While Corpus Christi ISD provided many of the necessary evacuations of local residents via school buses, the much smaller GPISD increased its total student enrollment by nearly 38 percent as it took in another 1,700 students during and after the wettest cyclone to hit the continental U.S. to date. Additionally, its student transportation operations have doubled, thanks to the help of several districts whose students were displaced.
Students enrolled from several districts located along the Gulf Coast, including the Aransas County ISD serving the Rockport and Fulton area where Harvey made landfall on Aug. 26. Other districts include Aransas Pass ISD, Port Aransas ISD, Ingleside ISD, and Taft ISD.
“We have students from five different school districts attending classes here in G-PISD ... and while the class sizes are larger; we are managing it very effectively,” reported Superintendent Dr. Paul Clore. “Students are working cooperatively with one another, and so are instructional staff. It is wonderful to see how everything has come together, considering the circumstances.”
District spokeswoman Crystal Matern shared with STN that several of the affected ISDs are contributing buses and drivers to transport an additional 500 students each day, in addition to the 570 Gregory-Portland ISD students who already were receiving service.

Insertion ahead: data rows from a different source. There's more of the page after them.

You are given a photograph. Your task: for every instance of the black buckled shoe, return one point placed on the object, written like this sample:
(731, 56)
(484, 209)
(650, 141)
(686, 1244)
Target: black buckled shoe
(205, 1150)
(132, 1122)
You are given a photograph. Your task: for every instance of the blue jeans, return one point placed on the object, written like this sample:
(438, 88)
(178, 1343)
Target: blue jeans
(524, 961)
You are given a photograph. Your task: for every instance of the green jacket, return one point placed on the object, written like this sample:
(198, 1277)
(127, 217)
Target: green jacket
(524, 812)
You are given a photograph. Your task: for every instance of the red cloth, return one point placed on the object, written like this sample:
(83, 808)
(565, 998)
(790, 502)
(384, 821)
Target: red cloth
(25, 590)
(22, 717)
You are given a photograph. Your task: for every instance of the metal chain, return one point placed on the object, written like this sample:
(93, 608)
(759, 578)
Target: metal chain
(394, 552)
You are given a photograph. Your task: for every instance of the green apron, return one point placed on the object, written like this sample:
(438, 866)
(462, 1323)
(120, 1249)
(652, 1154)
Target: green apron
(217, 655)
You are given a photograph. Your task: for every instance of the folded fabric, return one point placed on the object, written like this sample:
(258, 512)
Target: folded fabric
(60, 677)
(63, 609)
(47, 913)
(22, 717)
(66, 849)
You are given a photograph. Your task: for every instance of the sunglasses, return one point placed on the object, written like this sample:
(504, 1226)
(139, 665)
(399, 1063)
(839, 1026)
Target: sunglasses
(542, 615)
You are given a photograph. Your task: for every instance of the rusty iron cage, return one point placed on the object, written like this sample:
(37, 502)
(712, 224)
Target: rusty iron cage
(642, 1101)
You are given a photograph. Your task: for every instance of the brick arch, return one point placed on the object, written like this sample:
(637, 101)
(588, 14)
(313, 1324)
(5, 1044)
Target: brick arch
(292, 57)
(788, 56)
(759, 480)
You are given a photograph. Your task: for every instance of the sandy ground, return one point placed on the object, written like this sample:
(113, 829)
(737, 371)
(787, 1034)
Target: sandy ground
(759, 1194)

Aransas County ISD is using 14 of its own school buses and drivers, while Aransas Pass ISD is using three buses with drivers and Ingleside is using two buses and drivers. Sinton ISD is also transporting the balance of Aransas Pass ISD students to school there.
“These routes are planned to continue until other districts are able to resume classes,” Matern added.
Ingleside ISD plans to resume classes on Sept. 21, but Aransas County ISD said it expects its three elementary schools, middle school and high school to not be ready to receive students and faculty until Oct. 9. Aranas Pass ISD, meanwhile, isn’t expected to reopen until Oct. 16.
“We have had tremendous cooperation and teamwork among school districts heavily impacted by the storm,” added Dr. Clore. “All of us have been working collaboratively to ensure that students in closed districts had places to come for instruction.”